Short and medium term outline plan
The short-term plan
The company will have to conduct a market survey and identify the potential companies with which it can enter into joint venture with (Sturgeon and Kawakami, 2010, p. 56). The process should take at most two months
Long-term plan
The company should identify and approach a company with which it will enter into joint venture with. The process will involve making arrangements to sign contracts and agreements to share resources and market products in the Chinese and Indian markets (Kelemen and Némethné Tömő, 2010, p. 194).
Conclusion
As domestic markets in the show manufacturing industry become more competitive, it is essential for Birkenstock to internationalize its operations into the Chinese and Indian markets. The theory which best explains the company’s internationalization strategy so far is the Uppsala internationalization strategy. The theory posits that a company’s interest in the foreign market develops as a result of having enough information and knowledge about those markets and then extends further as the company invests resources.

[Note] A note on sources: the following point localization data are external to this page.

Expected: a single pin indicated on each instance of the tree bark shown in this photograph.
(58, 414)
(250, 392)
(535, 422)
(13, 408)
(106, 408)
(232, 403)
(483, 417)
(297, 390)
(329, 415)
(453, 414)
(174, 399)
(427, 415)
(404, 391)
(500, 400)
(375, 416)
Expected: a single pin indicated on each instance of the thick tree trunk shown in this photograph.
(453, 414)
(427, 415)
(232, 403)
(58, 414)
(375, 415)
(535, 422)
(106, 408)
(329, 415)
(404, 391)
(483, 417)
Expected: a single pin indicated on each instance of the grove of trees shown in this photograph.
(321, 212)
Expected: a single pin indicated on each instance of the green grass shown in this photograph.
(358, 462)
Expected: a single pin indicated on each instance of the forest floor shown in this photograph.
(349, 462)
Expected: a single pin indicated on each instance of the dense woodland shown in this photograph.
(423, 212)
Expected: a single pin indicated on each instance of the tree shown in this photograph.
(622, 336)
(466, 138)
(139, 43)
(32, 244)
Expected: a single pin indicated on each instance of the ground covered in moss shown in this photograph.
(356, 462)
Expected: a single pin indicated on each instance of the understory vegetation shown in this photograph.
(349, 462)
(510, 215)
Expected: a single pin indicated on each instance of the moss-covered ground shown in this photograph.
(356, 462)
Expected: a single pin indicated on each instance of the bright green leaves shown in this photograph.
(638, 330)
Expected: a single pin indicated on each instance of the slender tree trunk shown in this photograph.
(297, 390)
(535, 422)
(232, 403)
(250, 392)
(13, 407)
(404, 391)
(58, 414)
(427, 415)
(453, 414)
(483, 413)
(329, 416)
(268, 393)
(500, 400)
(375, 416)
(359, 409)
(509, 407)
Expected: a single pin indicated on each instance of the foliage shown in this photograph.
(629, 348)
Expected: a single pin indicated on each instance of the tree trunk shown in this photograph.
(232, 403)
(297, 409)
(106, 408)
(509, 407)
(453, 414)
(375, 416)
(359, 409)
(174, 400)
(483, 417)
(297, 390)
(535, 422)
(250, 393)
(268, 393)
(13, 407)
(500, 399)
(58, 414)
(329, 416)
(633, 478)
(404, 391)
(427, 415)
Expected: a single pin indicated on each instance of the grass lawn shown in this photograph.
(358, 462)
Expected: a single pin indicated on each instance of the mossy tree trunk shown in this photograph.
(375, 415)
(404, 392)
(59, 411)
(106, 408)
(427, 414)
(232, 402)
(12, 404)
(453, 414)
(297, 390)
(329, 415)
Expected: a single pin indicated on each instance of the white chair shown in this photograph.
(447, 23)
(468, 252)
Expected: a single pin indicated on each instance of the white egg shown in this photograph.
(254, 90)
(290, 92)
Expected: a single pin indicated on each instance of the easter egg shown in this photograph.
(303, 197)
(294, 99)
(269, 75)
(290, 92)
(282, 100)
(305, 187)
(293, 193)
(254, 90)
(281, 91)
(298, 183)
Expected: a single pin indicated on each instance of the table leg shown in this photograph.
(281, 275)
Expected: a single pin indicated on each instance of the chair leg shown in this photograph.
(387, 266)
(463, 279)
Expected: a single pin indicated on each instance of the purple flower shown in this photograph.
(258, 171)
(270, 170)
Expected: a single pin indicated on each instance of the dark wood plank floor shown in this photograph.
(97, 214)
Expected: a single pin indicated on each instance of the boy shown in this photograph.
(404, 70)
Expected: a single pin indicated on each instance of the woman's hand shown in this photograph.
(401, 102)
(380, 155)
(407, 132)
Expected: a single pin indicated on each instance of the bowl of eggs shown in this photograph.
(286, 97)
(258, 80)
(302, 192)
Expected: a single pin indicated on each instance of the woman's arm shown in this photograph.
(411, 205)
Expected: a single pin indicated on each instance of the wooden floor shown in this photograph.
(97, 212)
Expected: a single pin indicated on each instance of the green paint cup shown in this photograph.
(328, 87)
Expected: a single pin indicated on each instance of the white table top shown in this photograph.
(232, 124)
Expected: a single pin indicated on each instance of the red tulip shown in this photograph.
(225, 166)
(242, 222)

Although the cost leadership strategies can be helpful in this industry, especially with the domestic markets, the differentiation strategy is the most appropriate in this case. Also, the company has been using the exporting approach to sell in the foreign markets. However, a joint venture has been proposed as the best strategy for entering into the new markets. The impacts of this strategy include increased sales, economies of scale, and increased innovation.